Tap water. You probably didn’t use this to make your mead, as it is generally advised against. (Maybe I’ll cover that in a later post.) The chlorine in it (in most cities of most advanced countries, anyway) should help with the microbes . . . but by the same token, if it gets into your must, it could somewhat inhibit the yeast from working. (How would it get into your must, you ask? Long story short, if the ambient air pressure rises enough, a three-piece airlock would pull some in. This is one advantage of an S-type airlock.)
Sanitizer fluid. While things such as Star-San are supposed to be odorless, colorless, tasteless, and perfectly harmless to humans, I just don’t like the idea of it possibly winding up in my mead. Plus, it would inhibit the yeast more than tap water. Many of them work by being too acidic for microbes, so it would further lower (acidify) the pH of your must.
Vodka (or other strong spirits). Now we’re talking! Anti-microbial, hostile to insects too, and if it gets into your must, it’s just water and alcohol, which are there already. Just be careful when using spirits with any distinctive flavor.

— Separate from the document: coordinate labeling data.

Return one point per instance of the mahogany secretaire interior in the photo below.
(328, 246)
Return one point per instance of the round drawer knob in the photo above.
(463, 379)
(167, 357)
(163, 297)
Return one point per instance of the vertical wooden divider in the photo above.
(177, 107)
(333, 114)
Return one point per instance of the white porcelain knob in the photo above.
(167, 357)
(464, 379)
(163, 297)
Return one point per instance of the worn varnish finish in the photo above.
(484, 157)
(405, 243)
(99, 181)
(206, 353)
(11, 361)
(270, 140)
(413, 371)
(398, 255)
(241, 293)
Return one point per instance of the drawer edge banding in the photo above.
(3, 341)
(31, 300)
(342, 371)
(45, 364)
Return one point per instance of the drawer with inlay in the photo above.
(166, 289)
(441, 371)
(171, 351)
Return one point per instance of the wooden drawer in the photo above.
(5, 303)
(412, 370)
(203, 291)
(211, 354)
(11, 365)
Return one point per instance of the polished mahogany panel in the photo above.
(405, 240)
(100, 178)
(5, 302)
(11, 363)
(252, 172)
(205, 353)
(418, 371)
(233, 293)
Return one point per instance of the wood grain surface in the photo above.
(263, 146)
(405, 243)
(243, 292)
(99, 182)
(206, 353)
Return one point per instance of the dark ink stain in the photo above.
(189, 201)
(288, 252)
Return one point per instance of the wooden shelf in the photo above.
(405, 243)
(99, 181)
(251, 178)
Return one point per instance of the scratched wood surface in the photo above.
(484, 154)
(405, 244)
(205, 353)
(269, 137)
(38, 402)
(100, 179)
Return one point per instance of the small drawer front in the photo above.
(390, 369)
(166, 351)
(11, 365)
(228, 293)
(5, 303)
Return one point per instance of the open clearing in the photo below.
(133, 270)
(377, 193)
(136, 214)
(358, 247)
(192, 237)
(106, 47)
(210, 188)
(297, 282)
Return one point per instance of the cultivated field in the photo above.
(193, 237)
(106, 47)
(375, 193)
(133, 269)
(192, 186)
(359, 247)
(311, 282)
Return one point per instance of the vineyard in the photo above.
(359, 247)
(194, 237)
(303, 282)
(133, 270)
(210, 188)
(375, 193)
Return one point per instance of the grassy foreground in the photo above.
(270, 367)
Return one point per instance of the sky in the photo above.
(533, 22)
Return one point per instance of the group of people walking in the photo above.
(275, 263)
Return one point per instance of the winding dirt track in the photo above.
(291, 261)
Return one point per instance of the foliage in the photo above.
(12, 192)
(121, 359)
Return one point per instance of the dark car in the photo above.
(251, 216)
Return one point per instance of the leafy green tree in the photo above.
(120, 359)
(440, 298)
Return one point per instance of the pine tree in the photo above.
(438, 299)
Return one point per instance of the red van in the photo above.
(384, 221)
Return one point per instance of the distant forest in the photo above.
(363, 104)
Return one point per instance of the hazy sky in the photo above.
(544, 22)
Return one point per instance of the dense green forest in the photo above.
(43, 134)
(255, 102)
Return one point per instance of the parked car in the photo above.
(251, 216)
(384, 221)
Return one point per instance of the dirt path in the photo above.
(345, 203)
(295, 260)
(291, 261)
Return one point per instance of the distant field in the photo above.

So what I suggest is the cheapest vodka you can find, from a reputable source (not Uncle Bubba’s ‘shine still!), in reasonable volume — for whatever definition of “reasonable volume” fits your needs and budget. If you’re just starting out, and not sure you want to continue making mead, maybe a half-pint hip-flask; once you’re doing a new five-gallon batch every week, it might be a gallon.